Unlike many PRM datasets that rely on human annotation, LLM judges, or final-answer correctness, PDDL2PRM uses **Planning Domain Definition Language (PDDL)** problems to generate structured reasoning trajectories whose intermediate steps can be evaluated automatically. Each reasoning step is assigned a scalar reward according to rule-based criteria that reflect whether the corresponding action is executable, goal-preserving, efficient, and optimal.
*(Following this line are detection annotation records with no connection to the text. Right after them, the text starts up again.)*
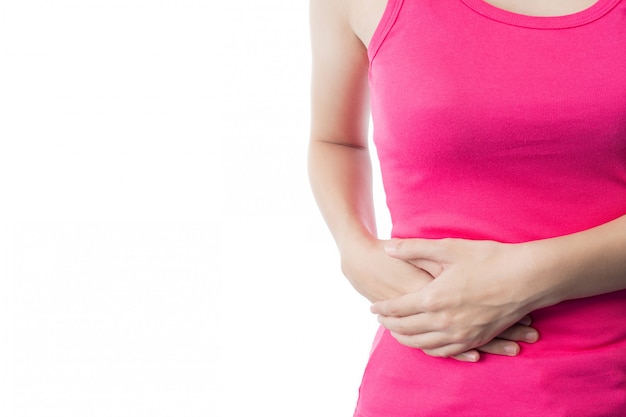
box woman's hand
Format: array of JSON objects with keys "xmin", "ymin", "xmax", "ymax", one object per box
[
  {"xmin": 341, "ymin": 239, "xmax": 538, "ymax": 362},
  {"xmin": 372, "ymin": 239, "xmax": 537, "ymax": 360},
  {"xmin": 341, "ymin": 234, "xmax": 433, "ymax": 302}
]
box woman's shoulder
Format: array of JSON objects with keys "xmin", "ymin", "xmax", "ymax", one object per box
[{"xmin": 310, "ymin": 0, "xmax": 387, "ymax": 47}]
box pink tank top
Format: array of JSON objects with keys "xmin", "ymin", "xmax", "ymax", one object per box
[{"xmin": 355, "ymin": 0, "xmax": 626, "ymax": 417}]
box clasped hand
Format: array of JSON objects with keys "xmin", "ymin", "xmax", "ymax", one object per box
[{"xmin": 371, "ymin": 239, "xmax": 538, "ymax": 361}]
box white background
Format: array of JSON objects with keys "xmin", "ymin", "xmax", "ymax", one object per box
[{"xmin": 0, "ymin": 0, "xmax": 386, "ymax": 417}]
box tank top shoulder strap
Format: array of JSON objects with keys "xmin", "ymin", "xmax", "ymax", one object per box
[{"xmin": 367, "ymin": 0, "xmax": 404, "ymax": 62}]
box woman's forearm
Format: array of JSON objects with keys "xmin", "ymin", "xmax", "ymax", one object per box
[
  {"xmin": 527, "ymin": 215, "xmax": 626, "ymax": 308},
  {"xmin": 309, "ymin": 138, "xmax": 376, "ymax": 252}
]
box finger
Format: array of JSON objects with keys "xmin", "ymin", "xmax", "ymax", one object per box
[
  {"xmin": 497, "ymin": 324, "xmax": 539, "ymax": 343},
  {"xmin": 378, "ymin": 314, "xmax": 435, "ymax": 336},
  {"xmin": 452, "ymin": 349, "xmax": 480, "ymax": 362},
  {"xmin": 476, "ymin": 339, "xmax": 520, "ymax": 356}
]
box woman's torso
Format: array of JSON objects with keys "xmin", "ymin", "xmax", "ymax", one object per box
[{"xmin": 355, "ymin": 0, "xmax": 626, "ymax": 417}]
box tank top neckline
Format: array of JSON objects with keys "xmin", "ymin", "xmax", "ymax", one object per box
[{"xmin": 460, "ymin": 0, "xmax": 621, "ymax": 29}]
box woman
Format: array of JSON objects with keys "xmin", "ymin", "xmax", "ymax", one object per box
[{"xmin": 309, "ymin": 0, "xmax": 626, "ymax": 417}]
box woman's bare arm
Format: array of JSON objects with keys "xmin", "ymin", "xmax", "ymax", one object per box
[{"xmin": 309, "ymin": 0, "xmax": 536, "ymax": 360}]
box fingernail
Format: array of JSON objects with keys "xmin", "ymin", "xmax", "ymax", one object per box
[
  {"xmin": 461, "ymin": 352, "xmax": 478, "ymax": 362},
  {"xmin": 524, "ymin": 332, "xmax": 539, "ymax": 343},
  {"xmin": 504, "ymin": 345, "xmax": 519, "ymax": 356}
]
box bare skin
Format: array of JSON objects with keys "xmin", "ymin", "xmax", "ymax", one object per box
[
  {"xmin": 309, "ymin": 0, "xmax": 626, "ymax": 361},
  {"xmin": 309, "ymin": 0, "xmax": 626, "ymax": 361},
  {"xmin": 309, "ymin": 0, "xmax": 538, "ymax": 361}
]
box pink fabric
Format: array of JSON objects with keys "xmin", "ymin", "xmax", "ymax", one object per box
[{"xmin": 355, "ymin": 0, "xmax": 626, "ymax": 417}]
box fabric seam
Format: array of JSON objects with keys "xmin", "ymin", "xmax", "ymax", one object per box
[{"xmin": 368, "ymin": 0, "xmax": 404, "ymax": 67}]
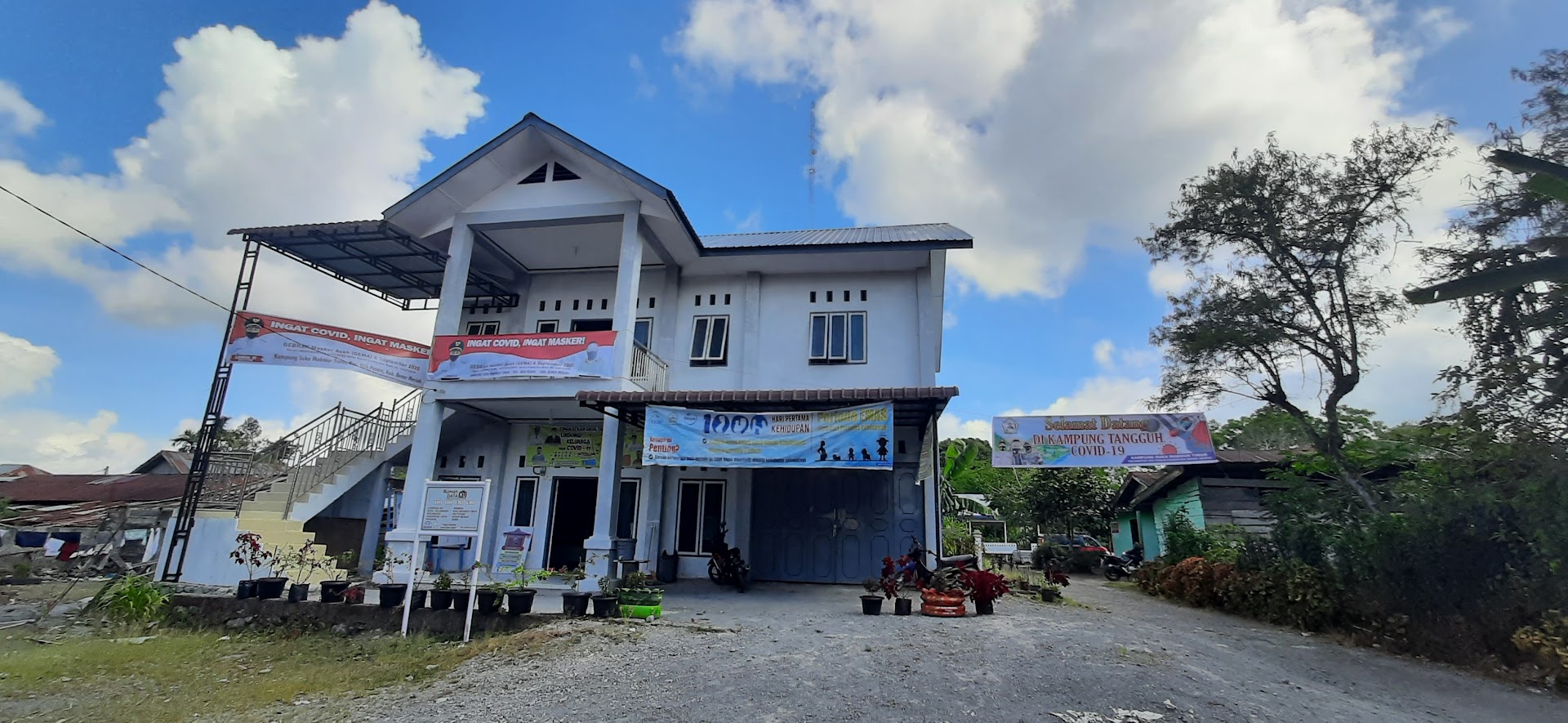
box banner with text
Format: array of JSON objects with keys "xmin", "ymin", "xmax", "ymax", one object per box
[
  {"xmin": 225, "ymin": 310, "xmax": 430, "ymax": 387},
  {"xmin": 991, "ymin": 413, "xmax": 1217, "ymax": 467},
  {"xmin": 643, "ymin": 403, "xmax": 892, "ymax": 469},
  {"xmin": 430, "ymin": 331, "xmax": 615, "ymax": 381}
]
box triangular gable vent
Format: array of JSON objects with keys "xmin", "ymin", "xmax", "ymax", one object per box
[{"xmin": 518, "ymin": 163, "xmax": 550, "ymax": 185}]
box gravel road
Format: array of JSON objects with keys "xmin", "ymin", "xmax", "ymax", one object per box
[{"xmin": 321, "ymin": 578, "xmax": 1568, "ymax": 723}]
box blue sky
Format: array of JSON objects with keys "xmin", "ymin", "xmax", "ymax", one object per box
[{"xmin": 0, "ymin": 0, "xmax": 1568, "ymax": 472}]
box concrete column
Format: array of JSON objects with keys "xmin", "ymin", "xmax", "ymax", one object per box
[{"xmin": 359, "ymin": 461, "xmax": 392, "ymax": 577}]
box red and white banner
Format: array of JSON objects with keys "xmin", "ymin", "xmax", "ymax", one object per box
[
  {"xmin": 225, "ymin": 310, "xmax": 430, "ymax": 387},
  {"xmin": 430, "ymin": 331, "xmax": 615, "ymax": 381}
]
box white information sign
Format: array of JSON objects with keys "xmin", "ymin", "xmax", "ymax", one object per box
[{"xmin": 419, "ymin": 481, "xmax": 484, "ymax": 535}]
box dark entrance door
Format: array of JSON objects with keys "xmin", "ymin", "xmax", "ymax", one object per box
[
  {"xmin": 544, "ymin": 477, "xmax": 599, "ymax": 568},
  {"xmin": 748, "ymin": 469, "xmax": 924, "ymax": 583}
]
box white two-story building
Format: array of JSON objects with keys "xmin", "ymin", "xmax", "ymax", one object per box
[{"xmin": 165, "ymin": 114, "xmax": 972, "ymax": 590}]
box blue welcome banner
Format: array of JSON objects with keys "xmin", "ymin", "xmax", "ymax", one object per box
[{"xmin": 643, "ymin": 401, "xmax": 892, "ymax": 469}]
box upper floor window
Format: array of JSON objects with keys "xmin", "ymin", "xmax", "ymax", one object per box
[
  {"xmin": 692, "ymin": 315, "xmax": 729, "ymax": 367},
  {"xmin": 811, "ymin": 310, "xmax": 866, "ymax": 364}
]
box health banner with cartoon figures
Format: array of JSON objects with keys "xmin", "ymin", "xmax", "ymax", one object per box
[
  {"xmin": 225, "ymin": 310, "xmax": 430, "ymax": 387},
  {"xmin": 643, "ymin": 403, "xmax": 892, "ymax": 469},
  {"xmin": 991, "ymin": 413, "xmax": 1217, "ymax": 467},
  {"xmin": 430, "ymin": 331, "xmax": 615, "ymax": 381}
]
The dataset is introduced in:

**Process Reward Models Meet Planning: Generating Precise and Scalable Datasets for Step-Level Rewards**  
Raffaele Pisano and Roberto Navigli, ACL 2026

🔗 **Project page & paper:** https://babelscape.github.io/prm-meets-planning/
📄 **arXiv:** https://arxiv.org/abs/2604.17957

---

## Why PDDL2PRM?

Process Reward Models aim to evaluate reasoning **step by step**, rather than judging only the final answer. This is crucial because language models can produce a correct final answer while still making invalid, inconsistent, or unsupported intermediate reasoning steps (Turpin et al., 2023; Lightman et al., 2024; Zheng et al., 2025;  Molfese et al., 2026).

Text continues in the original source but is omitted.